Metadata |
datasetIdentifier | PASS00504 |
datasetType | SRM |
submitter | Lucia Espona Pernas <espona@imsb.biol.ethz.ch> |
submitter_organization | IMSB ETH Zürich |
lab_head_full_name | Ruedi Aebersold |
lab_head_email | aebersold@imbs.biol.ethz.ch |
lab_head_organization | IMSB ETH Zürich |
lab_head_country | Switzerland |
datasetTag | NSELEV_YEAST_PROTEOM |
datasetTitle | SWATH Analysis of Yeast Proteome over Time in Response to Osmotic Stress: SRM Dataset |
publicReleaseDate | 2015-01-05 00:00:00 |
finalizedDate | 2015-01-14 08:36:20 |
summary | We sampled cell cultures in biological triplicates at six time points following the application of osmotic stress and acquired single injection DIA datasets on a high-resolution 5600 tripleTOF instrument operated in SWATH mode.

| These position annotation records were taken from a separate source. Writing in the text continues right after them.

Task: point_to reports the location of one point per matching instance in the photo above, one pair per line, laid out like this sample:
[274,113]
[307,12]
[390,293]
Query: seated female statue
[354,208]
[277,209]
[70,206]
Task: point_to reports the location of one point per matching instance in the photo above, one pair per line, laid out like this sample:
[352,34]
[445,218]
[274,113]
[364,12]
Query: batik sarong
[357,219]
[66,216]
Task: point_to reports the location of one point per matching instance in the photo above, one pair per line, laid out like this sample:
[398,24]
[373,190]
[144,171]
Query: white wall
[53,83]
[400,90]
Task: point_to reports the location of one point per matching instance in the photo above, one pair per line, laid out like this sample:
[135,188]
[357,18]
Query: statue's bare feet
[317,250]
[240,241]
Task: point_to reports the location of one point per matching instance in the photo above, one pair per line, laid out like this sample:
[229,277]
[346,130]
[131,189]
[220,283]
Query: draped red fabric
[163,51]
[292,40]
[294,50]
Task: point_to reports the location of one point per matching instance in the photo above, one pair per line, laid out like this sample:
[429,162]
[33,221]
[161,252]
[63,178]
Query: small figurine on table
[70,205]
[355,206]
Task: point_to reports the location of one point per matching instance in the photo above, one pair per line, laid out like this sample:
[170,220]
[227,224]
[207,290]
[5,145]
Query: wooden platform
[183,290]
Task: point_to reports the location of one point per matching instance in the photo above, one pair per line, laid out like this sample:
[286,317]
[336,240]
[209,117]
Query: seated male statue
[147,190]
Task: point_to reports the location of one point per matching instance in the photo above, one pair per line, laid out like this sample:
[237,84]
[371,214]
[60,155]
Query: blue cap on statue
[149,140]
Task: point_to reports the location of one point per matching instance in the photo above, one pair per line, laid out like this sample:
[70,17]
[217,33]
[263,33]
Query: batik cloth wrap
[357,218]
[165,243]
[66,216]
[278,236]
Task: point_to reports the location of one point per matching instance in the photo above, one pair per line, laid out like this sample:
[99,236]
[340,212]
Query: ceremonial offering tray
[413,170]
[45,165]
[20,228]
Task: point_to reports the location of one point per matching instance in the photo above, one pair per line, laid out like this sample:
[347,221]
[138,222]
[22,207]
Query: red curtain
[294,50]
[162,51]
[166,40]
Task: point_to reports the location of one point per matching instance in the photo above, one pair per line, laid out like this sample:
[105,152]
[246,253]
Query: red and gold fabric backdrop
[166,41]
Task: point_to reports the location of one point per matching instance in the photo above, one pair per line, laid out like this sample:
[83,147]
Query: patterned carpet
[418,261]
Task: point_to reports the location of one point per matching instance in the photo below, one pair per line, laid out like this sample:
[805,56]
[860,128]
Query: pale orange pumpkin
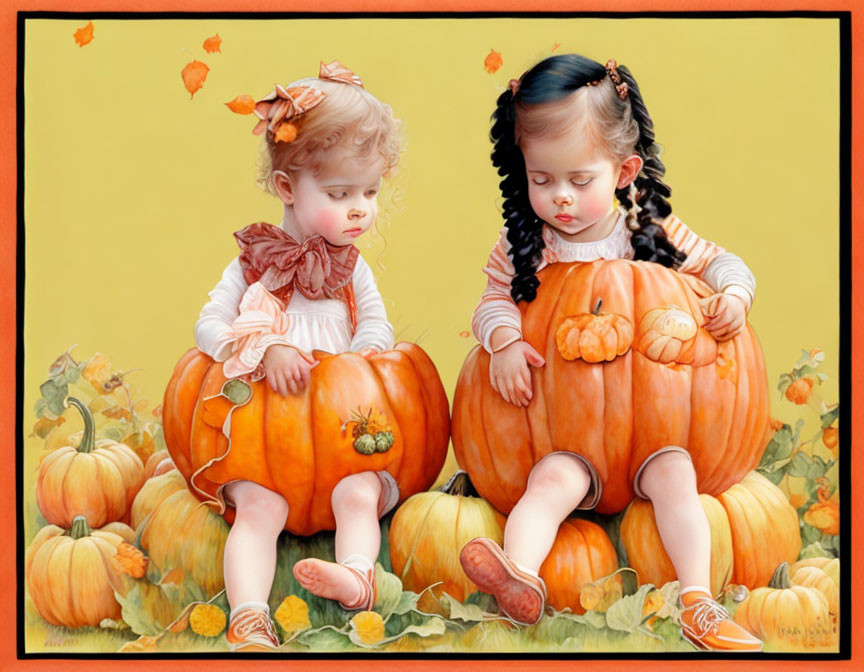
[429,530]
[788,617]
[617,413]
[98,479]
[70,576]
[765,529]
[299,445]
[645,552]
[582,553]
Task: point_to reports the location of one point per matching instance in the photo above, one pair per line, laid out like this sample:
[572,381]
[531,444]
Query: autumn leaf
[244,104]
[84,35]
[213,44]
[493,62]
[194,75]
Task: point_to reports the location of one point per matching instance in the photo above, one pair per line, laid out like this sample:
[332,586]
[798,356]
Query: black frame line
[845,306]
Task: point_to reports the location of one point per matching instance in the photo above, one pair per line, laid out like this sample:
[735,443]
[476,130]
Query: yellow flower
[207,620]
[369,626]
[293,614]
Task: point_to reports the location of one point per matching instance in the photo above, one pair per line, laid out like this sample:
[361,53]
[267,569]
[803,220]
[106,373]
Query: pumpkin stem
[80,528]
[88,440]
[460,484]
[780,578]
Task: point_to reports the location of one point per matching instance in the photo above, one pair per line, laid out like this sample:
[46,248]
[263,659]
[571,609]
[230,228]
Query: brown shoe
[519,595]
[252,630]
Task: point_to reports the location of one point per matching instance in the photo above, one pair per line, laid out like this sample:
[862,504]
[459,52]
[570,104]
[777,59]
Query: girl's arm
[496,307]
[373,329]
[721,270]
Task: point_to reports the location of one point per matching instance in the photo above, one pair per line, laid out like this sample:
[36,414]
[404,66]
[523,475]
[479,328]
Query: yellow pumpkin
[788,617]
[645,552]
[98,479]
[429,530]
[70,576]
[155,491]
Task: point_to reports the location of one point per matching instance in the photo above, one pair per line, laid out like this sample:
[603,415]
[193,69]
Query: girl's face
[572,182]
[339,200]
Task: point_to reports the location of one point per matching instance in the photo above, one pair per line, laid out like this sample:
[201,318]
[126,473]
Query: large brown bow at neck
[315,267]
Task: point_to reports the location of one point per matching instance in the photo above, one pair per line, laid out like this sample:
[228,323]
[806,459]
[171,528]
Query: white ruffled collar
[614,246]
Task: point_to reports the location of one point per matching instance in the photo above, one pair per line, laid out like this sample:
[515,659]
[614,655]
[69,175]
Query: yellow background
[132,190]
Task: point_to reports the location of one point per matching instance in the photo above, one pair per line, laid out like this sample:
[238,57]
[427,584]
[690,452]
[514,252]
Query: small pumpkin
[645,552]
[582,553]
[299,445]
[594,337]
[429,530]
[788,617]
[667,334]
[98,479]
[182,536]
[70,576]
[765,529]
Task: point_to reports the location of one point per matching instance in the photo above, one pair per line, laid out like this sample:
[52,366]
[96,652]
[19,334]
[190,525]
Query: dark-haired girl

To validate the protein fold changes obtained by SWATH-MS, we quantified a subset of 100 proteins in the 18 osmotic shock time course samples using SRM. |
contributors | Nathalie Selevsek, Ching-Yun Chang, Ludovic C Gillet, Pedro Navarro, Oliver M Bernhardt, Lukas Reiter, Olga Vitek, Ruedi Aebersold |
publication | Mol Cell Proteomics. 2015 Jan 5. pii: mcp.M113.035550. [Epub ahead of print]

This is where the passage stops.